La Communauté de développement de l’Afrique australe (SADC) a durci sa position à l’égard des autorités de transition malgaches à l’issue d’un sommet extraordinaire tenu par visioconférence le lundi 29 juin 2026. Réunis sous la présidence du chef de l’État sud-africain Cyril Ramaphosa, les dirigeants de l’organisation régionale ont exigé la libération des prisonniers politiques, la fin des arrestations arbitraires et le retour des exilés politiques, tout en appelant à un retour rapide à l’ordre constitutionnel.
Dans son communiqué final, la SADC demande aux autorités de transition de Madagascar de prendre des mesures immédiates d’apaisement, estimant que la libération des détenus politiques et l’arrêt des poursuites jugées arbitraires contre des responsables de l ოპოზition et des membres de la Génération Z constituent des préalables essentiels à toute reprise du dialogue national. L’organisation insiste également sur la nécessité de permettre le retour des exilés politiques afin de restaurer un climat de confiance dans un pays en proie à de fortes tensions.
Cette prise de position marque un tournant dans l’attitude de la SADC, jusque-là plus conciliante depuis la prise de pouvoir des militaires en octobre 2025 et la chute du président Andry Rajoelina. Contrairement à l’Union africaine, qui avait suspendu Madagascar de ses instances, l’organisation régionale avait jusque-là privilégié une approche diplomatique d’accompagnement. Désormais, elle estime que les engagements annoncés par les autorités de transition doivent se traduire par des actions concrètes et un calendrier clair de réformes politiques, inclusives et transparentes, ouvrant la voie à des élections crédibles.
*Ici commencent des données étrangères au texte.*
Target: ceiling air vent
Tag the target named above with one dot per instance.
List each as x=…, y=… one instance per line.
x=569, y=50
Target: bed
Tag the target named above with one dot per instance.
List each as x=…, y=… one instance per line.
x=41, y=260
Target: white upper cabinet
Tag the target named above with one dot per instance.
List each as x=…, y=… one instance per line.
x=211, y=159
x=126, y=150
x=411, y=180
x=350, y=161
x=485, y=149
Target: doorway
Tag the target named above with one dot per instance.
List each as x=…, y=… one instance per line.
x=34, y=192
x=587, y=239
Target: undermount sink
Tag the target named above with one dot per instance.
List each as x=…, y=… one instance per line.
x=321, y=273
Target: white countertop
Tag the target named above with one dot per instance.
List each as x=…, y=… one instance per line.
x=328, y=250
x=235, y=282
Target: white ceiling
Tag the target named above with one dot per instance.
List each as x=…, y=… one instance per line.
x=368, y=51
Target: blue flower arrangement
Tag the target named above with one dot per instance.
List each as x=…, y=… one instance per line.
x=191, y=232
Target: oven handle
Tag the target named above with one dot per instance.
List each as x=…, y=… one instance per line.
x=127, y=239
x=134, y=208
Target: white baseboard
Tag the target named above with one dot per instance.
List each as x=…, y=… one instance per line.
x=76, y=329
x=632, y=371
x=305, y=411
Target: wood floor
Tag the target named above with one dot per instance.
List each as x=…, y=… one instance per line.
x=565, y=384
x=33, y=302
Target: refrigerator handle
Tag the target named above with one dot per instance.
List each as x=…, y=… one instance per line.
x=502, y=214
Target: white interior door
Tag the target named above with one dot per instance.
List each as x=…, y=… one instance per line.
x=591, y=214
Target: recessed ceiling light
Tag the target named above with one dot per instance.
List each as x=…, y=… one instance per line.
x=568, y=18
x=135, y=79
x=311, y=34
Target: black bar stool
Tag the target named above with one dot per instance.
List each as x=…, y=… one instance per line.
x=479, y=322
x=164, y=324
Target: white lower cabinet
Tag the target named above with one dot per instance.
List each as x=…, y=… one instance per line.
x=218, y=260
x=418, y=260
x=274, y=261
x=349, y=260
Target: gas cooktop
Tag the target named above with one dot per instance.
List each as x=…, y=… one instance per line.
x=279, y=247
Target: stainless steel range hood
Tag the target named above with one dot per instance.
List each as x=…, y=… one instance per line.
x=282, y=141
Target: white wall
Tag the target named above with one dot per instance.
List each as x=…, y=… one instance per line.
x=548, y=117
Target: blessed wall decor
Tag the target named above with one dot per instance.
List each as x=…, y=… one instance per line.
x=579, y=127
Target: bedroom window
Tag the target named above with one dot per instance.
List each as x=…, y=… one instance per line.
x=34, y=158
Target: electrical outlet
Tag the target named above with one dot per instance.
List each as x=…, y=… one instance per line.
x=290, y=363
Cette évolution intervient dans un contexte politique tendu. Une vingtaine de personnalités proches de l’ancien régime font l’objet de poursuites judiciaires, tandis que trois figures de la Génération Z ont été inculpées pour « atteinte à la sûreté de l’État » après avoir appelé à une marche pacifique en avril dernier. Face à cette situation, la SADC renforce son dispositif d’accompagnement, notamment par l’élargissement du mandat de son Panel des sages dirigé par l’ancienne présidente malawite Joyce Banda et par l’ouverture annoncée d’un bureau de liaison à Antananarivo. L’organisation entend ainsi suivre de près l’évolution de la transition afin de favoriser un retour durable à l’ordre constitutionnel et à une gouvernance démocratique.